Despite the impressive gimmick, Dior's creative director Kim Jones told AFP the stark, metallic set design was aimed at putting the focus on the outfits -- not always the case in the publicity-hungry world of high fashion.
"The thing about what I do is that they are always real clothes. I really think about what the customer wants," Jones told AFP at Dior's showroom next to the Arc de Triomphe.
Dior has increasingly been the yin to the yang of its poppier LVMH stablemate Louis Vuitton.
The contrast was again striking after the debut earlier this week of Pharrell Williams as Louis Vuitton designer, which turned the historic Pont Neuf into an open-air club, and was more concert than catwalk.
Jones previously ran menswear at Louis Vuitton himself and helped pioneer the blend of luxury and streetwear that has driven huge growth at the brand.
But now at Dior, he focuses on the house's fabled past, and his new collection drew heavily on its famous "cannage" crosshatch pattern along with leopard prints from the days when Yves Saint Laurent was creative director in the late 1950s.
"I wanted to go back to what Dior was, the New Look but seen via the New Wave with a punky edge to it, turning the leopard print from Saint Laurent into something that could be a revolutionary's vest or something," said Jones.
He says the back catalogue is an endless source of inspiration.
"You can look at a couple of couture pieces and pull out enough for a whole season.
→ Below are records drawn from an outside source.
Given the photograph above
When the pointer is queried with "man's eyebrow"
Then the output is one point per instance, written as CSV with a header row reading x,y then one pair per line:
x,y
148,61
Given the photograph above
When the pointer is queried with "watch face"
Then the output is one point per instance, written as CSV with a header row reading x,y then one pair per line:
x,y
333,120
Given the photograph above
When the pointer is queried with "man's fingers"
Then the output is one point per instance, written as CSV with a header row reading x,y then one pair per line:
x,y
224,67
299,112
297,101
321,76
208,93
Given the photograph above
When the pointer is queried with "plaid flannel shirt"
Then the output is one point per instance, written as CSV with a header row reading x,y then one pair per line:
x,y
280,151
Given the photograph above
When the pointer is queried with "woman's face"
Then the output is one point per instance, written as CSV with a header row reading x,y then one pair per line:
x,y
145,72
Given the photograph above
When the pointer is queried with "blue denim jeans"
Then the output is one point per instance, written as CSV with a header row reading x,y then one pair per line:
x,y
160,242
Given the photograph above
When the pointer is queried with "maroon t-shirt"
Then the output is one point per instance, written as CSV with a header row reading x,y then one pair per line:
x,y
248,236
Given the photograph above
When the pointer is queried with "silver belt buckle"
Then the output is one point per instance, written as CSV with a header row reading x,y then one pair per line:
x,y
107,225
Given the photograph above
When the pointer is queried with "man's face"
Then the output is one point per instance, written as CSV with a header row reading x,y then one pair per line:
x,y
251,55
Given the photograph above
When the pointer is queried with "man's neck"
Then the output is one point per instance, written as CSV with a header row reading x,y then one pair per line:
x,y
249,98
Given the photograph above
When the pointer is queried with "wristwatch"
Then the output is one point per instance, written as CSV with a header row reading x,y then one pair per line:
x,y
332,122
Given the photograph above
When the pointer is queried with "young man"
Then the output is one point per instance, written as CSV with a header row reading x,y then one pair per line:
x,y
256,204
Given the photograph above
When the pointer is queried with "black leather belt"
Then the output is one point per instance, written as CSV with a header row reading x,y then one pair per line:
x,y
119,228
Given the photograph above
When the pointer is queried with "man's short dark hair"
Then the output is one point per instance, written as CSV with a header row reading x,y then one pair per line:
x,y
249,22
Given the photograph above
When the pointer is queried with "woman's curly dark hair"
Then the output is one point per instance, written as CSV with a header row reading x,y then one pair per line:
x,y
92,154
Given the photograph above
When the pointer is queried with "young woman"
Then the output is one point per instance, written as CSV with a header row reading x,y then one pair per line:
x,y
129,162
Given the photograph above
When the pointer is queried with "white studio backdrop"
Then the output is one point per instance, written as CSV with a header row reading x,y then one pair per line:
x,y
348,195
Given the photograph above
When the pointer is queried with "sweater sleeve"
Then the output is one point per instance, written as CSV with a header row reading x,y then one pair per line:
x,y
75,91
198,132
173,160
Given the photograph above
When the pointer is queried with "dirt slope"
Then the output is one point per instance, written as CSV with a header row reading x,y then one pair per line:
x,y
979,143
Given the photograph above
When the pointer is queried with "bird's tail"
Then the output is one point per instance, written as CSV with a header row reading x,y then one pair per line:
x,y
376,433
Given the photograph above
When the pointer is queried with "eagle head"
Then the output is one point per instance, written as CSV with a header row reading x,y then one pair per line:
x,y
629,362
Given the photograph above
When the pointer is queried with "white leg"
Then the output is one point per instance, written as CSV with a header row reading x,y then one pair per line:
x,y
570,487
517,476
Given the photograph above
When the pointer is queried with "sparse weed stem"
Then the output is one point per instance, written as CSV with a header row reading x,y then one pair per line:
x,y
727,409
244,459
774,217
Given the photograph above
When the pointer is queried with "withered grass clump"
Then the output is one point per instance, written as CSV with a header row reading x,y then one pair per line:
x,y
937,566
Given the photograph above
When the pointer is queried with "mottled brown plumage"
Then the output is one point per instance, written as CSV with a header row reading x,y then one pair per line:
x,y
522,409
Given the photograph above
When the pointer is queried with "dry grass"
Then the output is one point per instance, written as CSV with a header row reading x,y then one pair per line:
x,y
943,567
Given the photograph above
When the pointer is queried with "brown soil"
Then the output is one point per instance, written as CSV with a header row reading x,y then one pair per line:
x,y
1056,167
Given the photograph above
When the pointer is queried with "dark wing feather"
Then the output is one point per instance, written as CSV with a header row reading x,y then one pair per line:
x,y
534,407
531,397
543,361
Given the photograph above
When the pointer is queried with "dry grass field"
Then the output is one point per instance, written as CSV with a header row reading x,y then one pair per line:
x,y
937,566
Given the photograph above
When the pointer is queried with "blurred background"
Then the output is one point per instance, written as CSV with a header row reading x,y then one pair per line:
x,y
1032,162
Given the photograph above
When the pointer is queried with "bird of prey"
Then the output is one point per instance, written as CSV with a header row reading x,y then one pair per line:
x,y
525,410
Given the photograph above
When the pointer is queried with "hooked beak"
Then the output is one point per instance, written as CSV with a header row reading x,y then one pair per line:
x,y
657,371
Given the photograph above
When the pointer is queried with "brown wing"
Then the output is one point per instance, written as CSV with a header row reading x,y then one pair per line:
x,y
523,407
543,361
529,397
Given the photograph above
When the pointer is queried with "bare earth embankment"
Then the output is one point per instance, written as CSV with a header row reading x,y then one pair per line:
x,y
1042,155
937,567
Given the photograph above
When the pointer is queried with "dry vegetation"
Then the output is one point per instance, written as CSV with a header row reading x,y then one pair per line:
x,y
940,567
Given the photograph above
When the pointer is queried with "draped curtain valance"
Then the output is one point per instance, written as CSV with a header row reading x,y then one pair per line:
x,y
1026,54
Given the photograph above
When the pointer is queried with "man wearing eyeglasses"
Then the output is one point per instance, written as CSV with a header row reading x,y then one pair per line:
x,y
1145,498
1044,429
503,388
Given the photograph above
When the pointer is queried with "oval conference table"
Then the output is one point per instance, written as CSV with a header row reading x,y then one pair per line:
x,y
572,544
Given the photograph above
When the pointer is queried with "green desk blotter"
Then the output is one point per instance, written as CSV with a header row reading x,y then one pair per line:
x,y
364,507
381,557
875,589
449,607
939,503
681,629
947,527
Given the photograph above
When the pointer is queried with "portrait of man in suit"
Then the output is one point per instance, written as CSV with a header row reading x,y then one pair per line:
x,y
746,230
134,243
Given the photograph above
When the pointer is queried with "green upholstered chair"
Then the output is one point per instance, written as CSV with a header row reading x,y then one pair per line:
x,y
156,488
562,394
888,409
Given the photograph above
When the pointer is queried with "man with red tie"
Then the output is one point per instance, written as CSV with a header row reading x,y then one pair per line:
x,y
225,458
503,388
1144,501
That's the magic of it. It was actually very masculine the fabrics that (Dior) used. The way the patterns were done was very interesting," he said.
- 'A bit of shopping' -
The interview was briefly interrupted by the appearance of Hollywood star Demi Moore, a close friend whom he referred to as "my wife", along with her tiny chihuahua Pilaf in a pouch on her front -- designed, naturally, by Jones.
Moore famously walked the runway in 2021 for Fendi, where Jones has another job as womenswear and couture director.
Jones, 49, said he was also slightly distracted by a redesign at his London home -- printouts showed works by Francis Bacon and Lucian Freud on his walls, along with a pile of first editions by Virginia Woolf and her handbag, evidence of his long-standing obsession with the Bloomsbury Group.
He was also checking out an Old Masters auction at Christie's: "Just doing a bit of shopping," he quipped.